Women & Climate Change

Climate change adaptation, poverty and women subsistence farmers

As part of the Climate Reality Project‘s 24 hours of climate reality 2017, the project made a short 8 minute film about the project working with women subsistence farmers in the Brong Ahafo Region of Ghana. Have a look!

The Project

Women farmers ensure the food security of their families and communities because they produce 70% of the subsistence crops grown in Ghana that meet our daily food needs. Yet climate change is having diabolical impacts on the productivity of their farms, and on their livelihoods and incomes. The Brong Ahafo Region, once the bread basket of Ghana, is being severely affected by encroachment of the savannah as it moves southwards, and by more frequent and increasingly severe weather events such as droughts and floods. as a result, women farmers are faced with declining agricultural yields, increased desertification and deepening poverty and hunger.

To address some of these problems, FoE-Ghana is implementing a project entitled Climate change adaptation, poverty & women subsistence farmers, supported by the UK Department for International Development (DfID). We are helping around 1,000 women farmers to improve the sustainability of their farming systems and help them adapt to climate change.

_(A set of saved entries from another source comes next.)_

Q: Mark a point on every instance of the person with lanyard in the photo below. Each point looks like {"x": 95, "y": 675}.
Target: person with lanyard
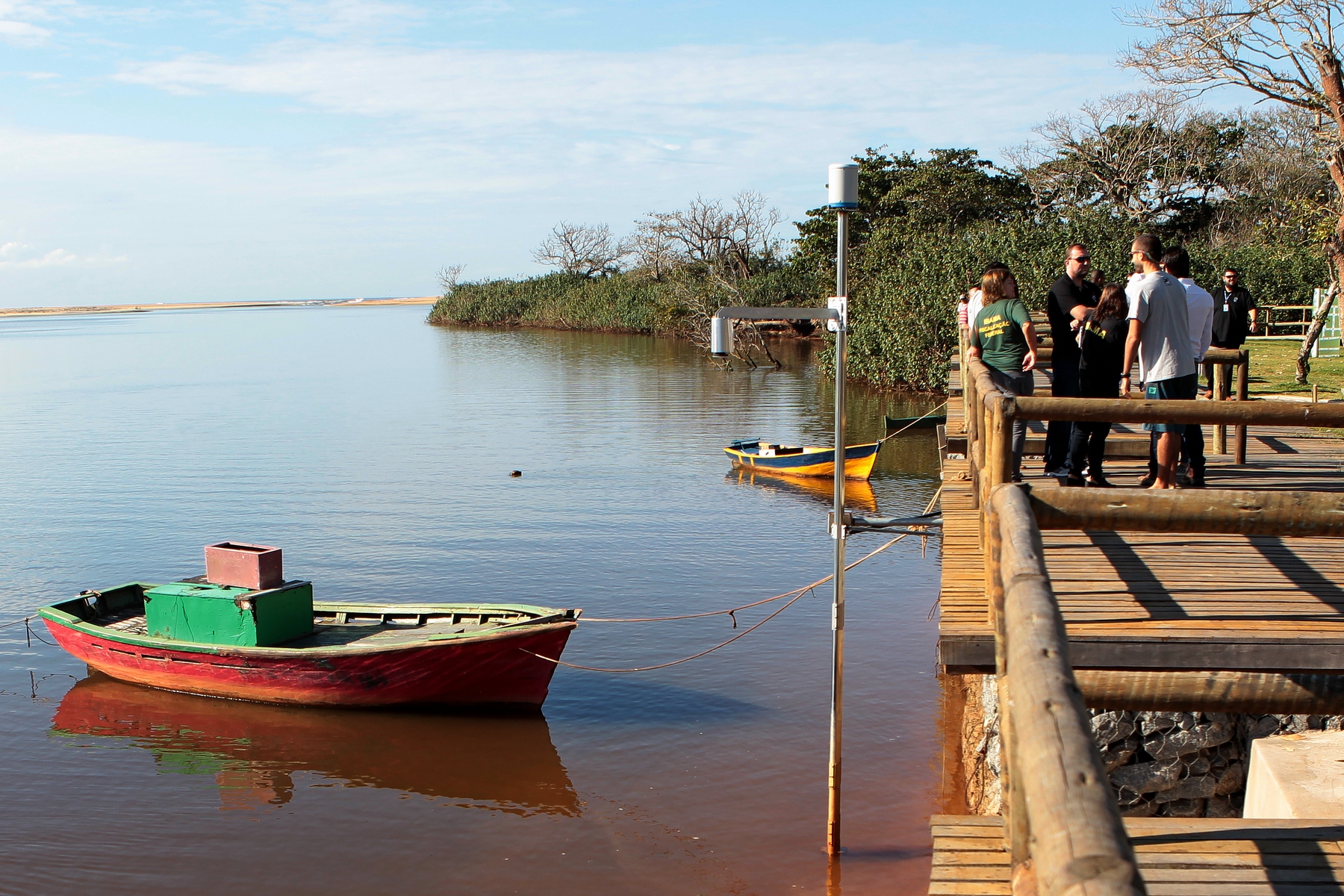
{"x": 1004, "y": 339}
{"x": 1066, "y": 307}
{"x": 1159, "y": 339}
{"x": 1234, "y": 317}
{"x": 1102, "y": 351}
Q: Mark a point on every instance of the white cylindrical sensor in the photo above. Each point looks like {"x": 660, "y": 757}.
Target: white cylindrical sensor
{"x": 721, "y": 336}
{"x": 843, "y": 186}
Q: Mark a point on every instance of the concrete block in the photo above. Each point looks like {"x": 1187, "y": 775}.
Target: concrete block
{"x": 1297, "y": 775}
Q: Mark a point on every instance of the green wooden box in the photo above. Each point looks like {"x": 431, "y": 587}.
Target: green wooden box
{"x": 228, "y": 615}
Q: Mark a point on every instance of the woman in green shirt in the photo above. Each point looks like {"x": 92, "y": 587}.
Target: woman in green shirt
{"x": 1004, "y": 339}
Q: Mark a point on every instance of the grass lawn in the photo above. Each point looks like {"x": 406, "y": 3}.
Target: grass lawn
{"x": 1275, "y": 370}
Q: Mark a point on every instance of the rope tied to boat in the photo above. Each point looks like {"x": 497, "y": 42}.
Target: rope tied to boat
{"x": 796, "y": 594}
{"x": 914, "y": 421}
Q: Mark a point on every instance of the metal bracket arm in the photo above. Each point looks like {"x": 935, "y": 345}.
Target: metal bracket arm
{"x": 780, "y": 314}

This will contribute to improving their farm productivity and also the food security of their families and communities. Their exess farm produce can also be sold for an income, or processed for longer-term storage at the new food processing and storage centres. The water boreholes we are providing will improve communities’ access to potable water, improving their health and welfare.

Activities

  • Raising awareness among women farmers about climate change so they know how it will affect their farming systems and how they can adapt to its impacts
  • Encouraging women farmers to share their own innovations they use to adapt to the changing climates so that other woman can benefit from their skills
  • Practical on-farm demonstrations including: sharing farmers’ own innovations; minimum tillage; agroforestry and increased crop diversity; cover crops; green manuring; composting; use of drought-, heat- and flood- tolerant seeds; rainwater harvesting and storage; and Integrated Soil Fertility Management
  • Introducing different tree varieties including fruits, nuts and moringa, (the latter can be processed into a very nutritious food supplement to help improve the health and nutrition of local communities)
  • Constructing food processing and storage centres with processing equipment including solar dryers, which the women will help to construct
  • Establishing seed banks for storage of farmers’ indigenous seeds. These will provide insurance against future crop failures as well as save germplasm for future seed breeding
  • Constructing demonstration rainwater harvesting and irrigation systems that can be replicated by households and communities
  • Drilling water boreholes and pumps for fresh clean potable water
  • Establishing Water Management Committees and training them to manage the water boreholes and pumps
  • Establishing a communications strategy and platform at the community level to feedback experiences and learning to Ghana’s policymakers so they can integrate successful practical climate change adaptation strategies into Ghana’s agriculture and climate change policies.